We present in Fig. 1, the mean (± 95% CIs) FGRS for our cases of SPD for schizophrenia, ASD, OCD, ADHD, and MD. The rates were substantially and significantly elevated for schizophrenia followed by ASD and MD. Elevations were more modest for ADHD and especially OCD. We also examined the mean (±95% CIs) levels of the FRGSSZ as a function of the site of SPD diagnosis. No significant difference was observed across the three groups: in-patient 0.41 (0.24–0.59); specialist 0.44 (0.29–0.59) and primary care 0.43 (0.30–0.56).

Figure 1.

Figure 1.

Mean (and 95% CIs) for the familial genetic risk score, depicted on the Y-axis, for schizophrenia (SZ), autism spectrum disorder (ASD), obsessive-compulsive disorder (OCD), ADHD, and major depression (MD) and in cases of schizotypal personality disorder (SPD) and schizophrenia in the Swedish population born 1940–2000 by ICD-10 (for exact values of these results see online Supplementary appendix table 5). * FRGS scores for SPD and schizophrenia differ significantly.
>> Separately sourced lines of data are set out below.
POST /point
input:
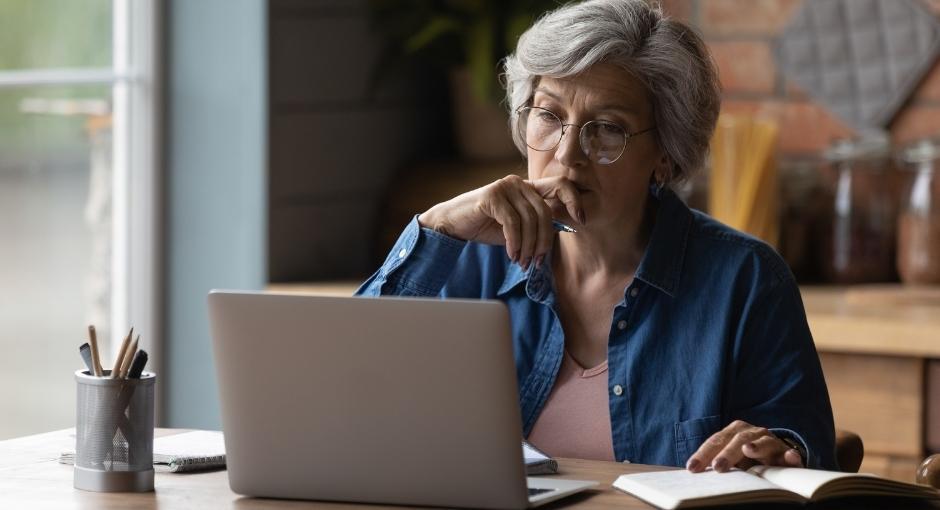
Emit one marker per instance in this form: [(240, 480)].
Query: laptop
[(372, 400)]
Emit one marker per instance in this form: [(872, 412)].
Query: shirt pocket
[(690, 435)]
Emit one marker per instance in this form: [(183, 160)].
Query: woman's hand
[(743, 445), (510, 211)]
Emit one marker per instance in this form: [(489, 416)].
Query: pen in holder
[(114, 433)]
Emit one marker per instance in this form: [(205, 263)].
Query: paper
[(198, 443)]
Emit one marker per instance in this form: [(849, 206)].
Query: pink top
[(575, 421)]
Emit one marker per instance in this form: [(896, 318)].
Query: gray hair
[(667, 56)]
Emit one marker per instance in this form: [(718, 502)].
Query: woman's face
[(610, 193)]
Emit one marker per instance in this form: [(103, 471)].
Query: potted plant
[(468, 39)]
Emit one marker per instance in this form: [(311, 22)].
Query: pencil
[(116, 371), (128, 357), (95, 358)]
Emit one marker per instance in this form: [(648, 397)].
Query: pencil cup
[(114, 433)]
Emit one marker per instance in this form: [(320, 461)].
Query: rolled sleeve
[(780, 384), (419, 264)]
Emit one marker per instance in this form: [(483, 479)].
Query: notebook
[(197, 450), (761, 485), (190, 451)]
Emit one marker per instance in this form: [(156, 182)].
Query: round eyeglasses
[(602, 141)]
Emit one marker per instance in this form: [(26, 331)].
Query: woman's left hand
[(743, 445)]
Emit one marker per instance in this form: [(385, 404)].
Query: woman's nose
[(569, 152)]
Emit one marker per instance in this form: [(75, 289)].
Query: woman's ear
[(662, 174)]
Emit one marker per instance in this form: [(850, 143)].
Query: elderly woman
[(653, 333)]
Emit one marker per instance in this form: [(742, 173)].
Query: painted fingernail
[(721, 464)]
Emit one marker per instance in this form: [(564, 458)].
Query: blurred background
[(153, 150)]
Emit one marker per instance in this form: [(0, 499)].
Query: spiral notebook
[(190, 451)]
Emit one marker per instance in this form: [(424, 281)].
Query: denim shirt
[(711, 330)]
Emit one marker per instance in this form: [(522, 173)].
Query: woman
[(653, 334)]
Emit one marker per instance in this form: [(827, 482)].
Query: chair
[(850, 450)]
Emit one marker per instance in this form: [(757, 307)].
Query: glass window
[(55, 222), (55, 33), (57, 193)]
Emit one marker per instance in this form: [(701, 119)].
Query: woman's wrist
[(431, 219)]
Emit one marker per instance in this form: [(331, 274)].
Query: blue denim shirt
[(711, 330)]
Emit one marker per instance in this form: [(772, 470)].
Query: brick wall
[(740, 34)]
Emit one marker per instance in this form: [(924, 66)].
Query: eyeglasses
[(603, 142)]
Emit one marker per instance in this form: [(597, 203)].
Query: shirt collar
[(660, 267)]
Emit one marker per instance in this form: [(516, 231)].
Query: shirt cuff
[(421, 261)]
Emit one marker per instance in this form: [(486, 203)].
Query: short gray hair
[(667, 56)]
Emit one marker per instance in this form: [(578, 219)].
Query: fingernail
[(721, 464)]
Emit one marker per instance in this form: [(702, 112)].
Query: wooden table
[(31, 477), (880, 350)]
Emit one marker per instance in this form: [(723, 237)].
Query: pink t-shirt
[(575, 421)]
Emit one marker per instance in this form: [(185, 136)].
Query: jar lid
[(921, 151), (868, 145)]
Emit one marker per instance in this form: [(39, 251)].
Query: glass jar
[(857, 238), (800, 191), (919, 217)]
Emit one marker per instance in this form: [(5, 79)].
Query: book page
[(802, 481), (817, 484), (670, 489)]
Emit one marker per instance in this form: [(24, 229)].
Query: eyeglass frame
[(626, 134)]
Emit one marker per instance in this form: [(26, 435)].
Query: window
[(78, 194)]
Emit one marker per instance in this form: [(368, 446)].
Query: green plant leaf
[(480, 59), (436, 27)]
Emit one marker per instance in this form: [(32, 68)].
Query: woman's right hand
[(513, 212)]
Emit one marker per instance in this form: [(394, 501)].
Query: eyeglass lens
[(603, 142)]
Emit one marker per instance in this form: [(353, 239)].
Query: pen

A comparison of the genetic risk profile for SPD and schizophrenia

We then calculated the FGRS for the same set of four disorders in cases of schizophrenia ascertained over the same registration period (n = 12 466) and compared them to those found for SPD (Fig. 1). The genetic risk for schizophrenia was substantially and significantly higher in the schizophrenic v. the SPD cases while the reverse pattern was seen for the genetic risk for ASD, ADHD, and MD. The genetic risk for OCD did not differ in the two proband groups.
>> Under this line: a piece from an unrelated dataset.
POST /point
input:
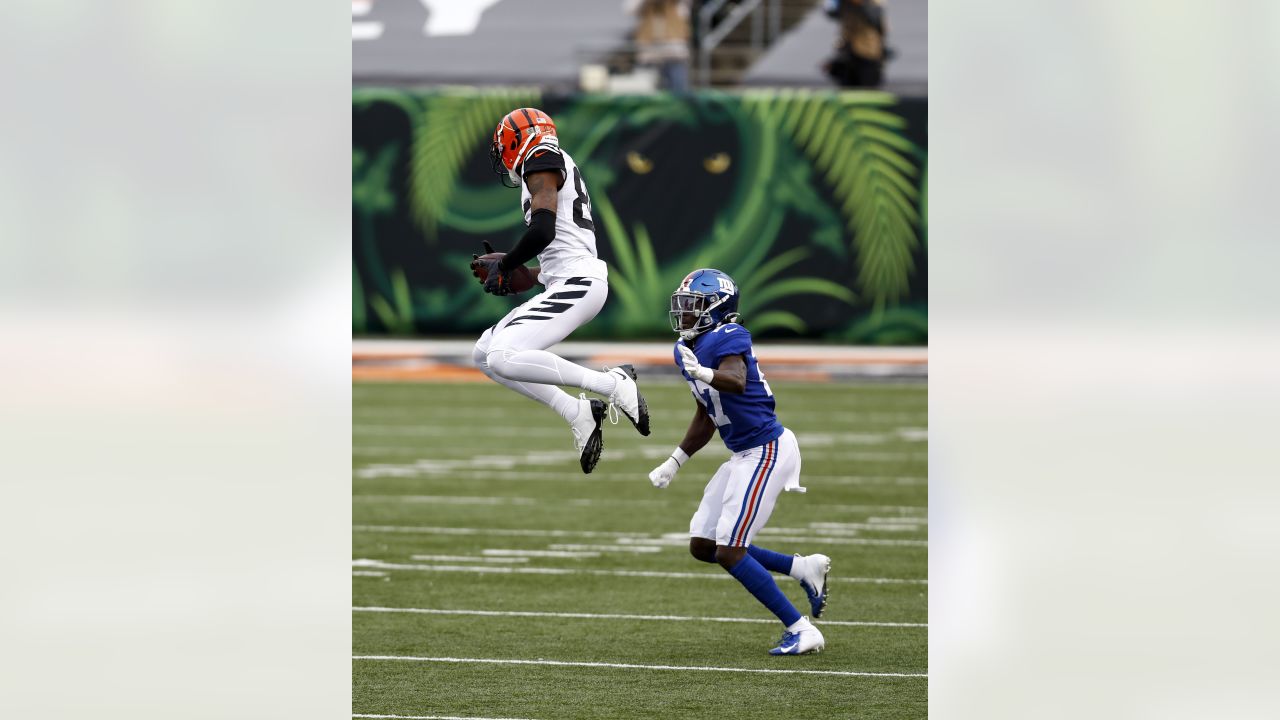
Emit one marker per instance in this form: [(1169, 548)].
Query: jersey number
[(759, 373), (580, 218)]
Evaluation of possible clinician bias in SPD diagnosis

Because the FGRS is based on recorded diagnoses in the extended family and not molecular genetic data, it is possible that Swedish clinicians were more likely to diagnose SPD in individuals with a close relative with schizophrenia, thereby biasing upward their apparent genetic risk. To evaluate this hypothesis, we recalculated the FGRSSZ in our samples for SPD and, as a comparison, for schizophrenia after stripping out information on all first-degree relatives. The mean (±95% CIs) FGRS in our SPD cases declined very modestly from 0.42 (0.32–0.52) to 0.39 (0.29–0.48)], with a similar small decline seen in our schizophrenia cases, from 0.58 (0.54–0.62) to 0.54 (0.50–0.58).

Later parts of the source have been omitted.